2) „Wer glaubt denn schon an ihn!?“
Die
armen Polizisten stehen betreten vor den geistigen Führern ihres Volkes und
müssen hören: „Glaubt auch irgendein Oberster oder Pharisäer an ihn?“
Der
Hinweis auf „die anderen“ ist ein beliebter Propaganda-Trick. „Wasche mit Luhns, / denn viele tun's!“ Was „viele“
tun, muss ja richtig sein. Oder: Eine Firma macht seit langem für eine
Filterzigarette damit Reklame, dass sie die Bilder bedeutender Schriftsteller
und anderer berühmter Leute zeigt, welche gerade diese Filterzigarette rauchen.

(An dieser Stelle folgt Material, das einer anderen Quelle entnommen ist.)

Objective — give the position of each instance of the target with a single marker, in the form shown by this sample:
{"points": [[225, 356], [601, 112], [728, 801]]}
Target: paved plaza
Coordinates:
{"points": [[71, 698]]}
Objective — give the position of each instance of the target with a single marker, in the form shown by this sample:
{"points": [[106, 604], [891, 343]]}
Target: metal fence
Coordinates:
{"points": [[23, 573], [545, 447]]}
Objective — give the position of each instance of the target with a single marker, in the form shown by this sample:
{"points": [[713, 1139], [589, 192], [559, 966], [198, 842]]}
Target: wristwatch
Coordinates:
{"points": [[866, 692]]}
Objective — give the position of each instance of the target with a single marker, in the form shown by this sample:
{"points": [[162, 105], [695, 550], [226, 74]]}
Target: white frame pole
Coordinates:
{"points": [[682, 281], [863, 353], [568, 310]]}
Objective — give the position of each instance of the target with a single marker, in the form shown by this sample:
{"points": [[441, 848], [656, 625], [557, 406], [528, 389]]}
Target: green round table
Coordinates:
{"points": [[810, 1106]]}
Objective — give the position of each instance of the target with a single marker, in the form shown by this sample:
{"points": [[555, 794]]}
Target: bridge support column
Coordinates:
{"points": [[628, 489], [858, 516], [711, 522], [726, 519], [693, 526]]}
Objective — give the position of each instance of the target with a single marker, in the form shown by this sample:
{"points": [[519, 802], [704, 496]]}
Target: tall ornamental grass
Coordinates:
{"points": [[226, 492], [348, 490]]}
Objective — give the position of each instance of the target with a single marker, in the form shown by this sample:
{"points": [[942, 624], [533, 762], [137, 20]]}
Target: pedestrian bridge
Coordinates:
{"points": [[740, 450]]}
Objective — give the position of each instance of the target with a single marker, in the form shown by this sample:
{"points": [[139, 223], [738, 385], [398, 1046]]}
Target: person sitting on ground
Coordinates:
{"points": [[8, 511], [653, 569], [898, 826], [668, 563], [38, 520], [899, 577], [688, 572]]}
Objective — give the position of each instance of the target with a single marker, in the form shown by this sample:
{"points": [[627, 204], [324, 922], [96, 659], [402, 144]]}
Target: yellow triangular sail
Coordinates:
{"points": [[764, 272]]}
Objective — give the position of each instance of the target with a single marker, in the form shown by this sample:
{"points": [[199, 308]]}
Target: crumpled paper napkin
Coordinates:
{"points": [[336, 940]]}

Das heißt – in der Sprache unsres Textes –: „Die Obersten und Pharisäer rauchen
die Filterzigarette, also ist die richtig.“ Und wenn diese Obersten nicht Jesusjünger
werden wollen, dann ist es mit Jesus nichts.
„Glaubt
auch einer der Obersten an ihn?“ rufen sie höhnisch. Und die Knechte wissen
nichts zu antworten. Wir auch nicht. Die „Propaganda für Jesus“ kann nicht die
Großen und Berühmten ins Feld führen. Schon Paulus hat gesagt: „Nicht viel Weise
nach dem Fleisch, nicht viel Gewaltige, nicht viel Edle sind berufen. Sondern
das Verachtete und das Unedle vor der Welt hat Gott erwählt.“ Wenn ihr diese
Stelle im ersten Kapitel des ersten Korintherbriefes nachlest, werdet ihr
erstaunt sein über den seltsamen Ton des Paulus. Sein Bedauern gilt nämlich
nicht den armen Jesus-Jüngern, sondern den armen „Obersten und Pharisäern“, den
armen Edlen und Weisen.
Und
der Herr Jesus selbst hat einmal geradezu gesagt: „Ich danke dir, Vater, dass
du es den Klugen und Weisen verborgen hast und hast es den Unmündigen
geoffenbart.“
„Glaubt
auch ein Oberster an ihn?“ heißt es voll Hohn hier im Text. Diese Feststellung
ist wahr. Sehr wahr. Aber das ist schlimm – nicht für die Gläubigen, sondern
für die Obersten. Sie stoßen in ihrem Hochmut ihr ewiges Heil von sich.
Es
wird in unsrem Text nicht berichtet, was die Polizisten geantwortet haben.
Wahrscheinlich gar nichts. Ich denke mir, es war ihnen eine Ahnung aufgegangen,
dass dies Argument mit den „Klugen und Weisen“ hier
nichts bedeutete. Bei Jesus-Jüngern zieht dies nicht mehr. Denn Jesus macht
sehr frei von Menschenmeinung. Wer an Jesus gläubig wird, der hat die Wahrheit
erkannt. Und darum ist es ihm höchst gleichgültig, was die Philosophen und
anderen Klugen dieser Welt davon halten. Es macht ihm keinen Eindruck mehr. Er lässt
die Blinden reden und freut sich, dass er sehend geworden ist.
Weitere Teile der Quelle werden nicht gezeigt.